Preparation of Extract

About 5 g of plant material was taken and added into 100 ml of distilled water and boiled for 3 min. After boiling, the extract was filtered with Whatman filter paper and keep in the oven for drying at 50 °C for 48 hrs. After drying, the extract was dissolved in DMSO.

HR-LCMS analysis of LCME

The bioactive components of Harsingar, Meethi neem, Tulsi and Ashwagandha extract were analyzed by High Resolution Liquid Chromatograph Mass Spectrometer (HR-LCMS) G6550A system (Agilent technologies). The method used for Chroma tography was 30 mins ± ESI 11012021_MSMS.m. The Gas temperature used for analysis was 250 °C and theoretical mass of protonated com pound was used for identification. HR-LC-MS analysis of Harsingar, Meethi neem, Tulsi and Ashwagandha extracts was performed at Sophisticated Analytical Instrument Facility (SAIF), Indian Institute of Technology, Mumbai, India.

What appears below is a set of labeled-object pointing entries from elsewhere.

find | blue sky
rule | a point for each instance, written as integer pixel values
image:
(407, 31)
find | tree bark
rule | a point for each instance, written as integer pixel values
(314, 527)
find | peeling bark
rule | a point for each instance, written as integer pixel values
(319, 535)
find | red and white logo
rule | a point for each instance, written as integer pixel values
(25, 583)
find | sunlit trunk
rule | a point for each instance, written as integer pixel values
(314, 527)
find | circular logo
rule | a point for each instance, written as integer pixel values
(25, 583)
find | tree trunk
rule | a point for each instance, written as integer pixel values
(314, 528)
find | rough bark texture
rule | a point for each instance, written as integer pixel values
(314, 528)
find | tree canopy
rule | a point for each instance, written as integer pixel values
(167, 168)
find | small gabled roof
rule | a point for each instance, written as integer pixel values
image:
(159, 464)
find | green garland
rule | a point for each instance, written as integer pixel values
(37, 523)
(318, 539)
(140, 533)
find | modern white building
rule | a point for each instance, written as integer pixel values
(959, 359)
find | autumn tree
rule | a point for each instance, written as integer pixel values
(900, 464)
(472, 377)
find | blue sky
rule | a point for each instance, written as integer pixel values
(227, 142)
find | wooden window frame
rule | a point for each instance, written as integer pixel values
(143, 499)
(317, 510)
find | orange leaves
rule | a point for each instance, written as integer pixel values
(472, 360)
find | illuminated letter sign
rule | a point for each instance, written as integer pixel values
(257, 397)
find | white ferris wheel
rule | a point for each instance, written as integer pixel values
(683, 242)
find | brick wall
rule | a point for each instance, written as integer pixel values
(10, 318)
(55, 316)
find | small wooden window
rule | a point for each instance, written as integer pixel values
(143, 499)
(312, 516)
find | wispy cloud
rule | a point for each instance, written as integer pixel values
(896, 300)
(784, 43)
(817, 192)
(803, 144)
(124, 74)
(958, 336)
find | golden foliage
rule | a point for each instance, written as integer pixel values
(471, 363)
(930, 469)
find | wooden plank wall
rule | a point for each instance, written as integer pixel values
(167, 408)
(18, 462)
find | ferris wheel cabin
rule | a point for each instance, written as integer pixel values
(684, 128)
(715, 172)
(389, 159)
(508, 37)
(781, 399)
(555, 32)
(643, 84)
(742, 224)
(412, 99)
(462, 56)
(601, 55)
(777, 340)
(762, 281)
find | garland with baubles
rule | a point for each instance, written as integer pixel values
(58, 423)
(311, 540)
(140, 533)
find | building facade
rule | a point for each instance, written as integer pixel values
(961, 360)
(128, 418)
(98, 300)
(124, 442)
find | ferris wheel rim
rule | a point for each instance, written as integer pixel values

The compounds were identified by comparison with their retention time (RT) and mass with stored metlin library available with IIT, Bombay ^[31]. The compounds containing a variety of bioactive constituents, such as alkaloids, phenolic compounds, saponins, flavonoids which make them a suitable treatment option against viral infections were selected ^[32].

Molecular Docking

Clathrin protein structure

The 3D structure of clathrin protein (PDB ID:1UTC) was downloaded from PDB (Protein Data Bank) by using URL http://www.rcsb.org/PDB in pdb format (Figure 1). The PDB structure of the clathrin protein was generated by eliminating water molecules, adding hydrogen atoms and Kollman charges. The protein file was saved in PDBQT format for future analysis, and then AutoDock Tools 1.5.6 was used to optimize the file for docking.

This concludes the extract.